Enemies, the two are marooned together on a cratered, craggy planet bombarded by meteor storms and inhabited by deadly omnivores shaped like furious coathangers.
Quaid plays Davidge, a bitter and bigoted Earthman, with Gossett as Jeriba Shigan, a Drac from the planet Dracon (where else?). He looks like the Creature from the Black Lagoon, evolved, with Gossett's eyes and mouth showing through the reptilian Drac mask. The actor often relies on mime in this convincing otherworldly role, cocking his head in a gesture borrowed from Stevie Wonder.

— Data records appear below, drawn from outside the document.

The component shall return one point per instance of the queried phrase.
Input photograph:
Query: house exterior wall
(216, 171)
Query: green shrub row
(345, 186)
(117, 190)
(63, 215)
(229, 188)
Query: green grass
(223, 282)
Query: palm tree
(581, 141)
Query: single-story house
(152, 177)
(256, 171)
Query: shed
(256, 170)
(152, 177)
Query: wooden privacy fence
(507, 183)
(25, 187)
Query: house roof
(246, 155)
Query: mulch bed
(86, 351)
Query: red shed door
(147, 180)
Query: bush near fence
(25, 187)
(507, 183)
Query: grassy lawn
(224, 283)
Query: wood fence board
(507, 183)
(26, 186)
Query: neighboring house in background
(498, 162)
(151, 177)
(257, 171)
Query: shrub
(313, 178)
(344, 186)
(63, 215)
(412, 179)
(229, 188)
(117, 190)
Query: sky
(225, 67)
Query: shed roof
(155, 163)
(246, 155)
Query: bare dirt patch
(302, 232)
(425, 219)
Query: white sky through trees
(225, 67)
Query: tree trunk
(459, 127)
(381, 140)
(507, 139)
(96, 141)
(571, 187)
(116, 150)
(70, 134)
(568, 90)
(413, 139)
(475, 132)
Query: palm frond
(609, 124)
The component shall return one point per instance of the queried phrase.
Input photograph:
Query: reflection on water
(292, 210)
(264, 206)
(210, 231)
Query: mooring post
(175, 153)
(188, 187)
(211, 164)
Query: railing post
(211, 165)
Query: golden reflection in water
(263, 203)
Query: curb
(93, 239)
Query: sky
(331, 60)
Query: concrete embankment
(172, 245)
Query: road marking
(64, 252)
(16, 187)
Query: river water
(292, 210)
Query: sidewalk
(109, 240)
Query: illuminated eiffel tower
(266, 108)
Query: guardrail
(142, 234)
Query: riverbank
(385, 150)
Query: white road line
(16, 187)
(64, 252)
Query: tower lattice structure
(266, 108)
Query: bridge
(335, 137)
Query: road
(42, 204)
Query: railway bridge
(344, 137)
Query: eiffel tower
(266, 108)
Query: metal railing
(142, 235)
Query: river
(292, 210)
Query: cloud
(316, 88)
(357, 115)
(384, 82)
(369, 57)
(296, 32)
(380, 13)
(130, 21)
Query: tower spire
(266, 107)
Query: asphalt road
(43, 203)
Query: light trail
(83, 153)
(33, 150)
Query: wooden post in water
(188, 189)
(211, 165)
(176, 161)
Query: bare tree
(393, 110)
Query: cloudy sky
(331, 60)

Jeriba meditates a lot, singing weird prayers, a kind of reverent gargling. And Davidge learns to gargle along. Some months after the pilots have resolved their racial hatred for the sake of survival and learned that they can become friends, Jeriba, a hermaphrodite, becomes pregnant.
Angered by Davidge's nagging about chores, he finally spills the beans: "I am not fat. I am not lazy. I await a new life." Davidge, gone all agape as menfolk are supposed to do, snaps, "Well don't look at me"
Taking more than a few pages from the Harrison Ford handbook, Quaid turns his character into a cosmic copy of Indiana Jones.
Both he and Gossett are likable performers and they create characters that are a match for any in a standard "Star Trek" episode. Added to that are the impressive interstellar sets and the excellent effects by George Lucas' Industrial Light and Magic. A rubber baby Drac, however, does look like a Cabbage Patch reject.
If you are a science-fiction fan (and I am), "Enemy Mine" is a fun diversion, maintaining a precarious balance between laughable and melodramatic. But you do get the feeling they had hoped for an earth-shaking metaphor.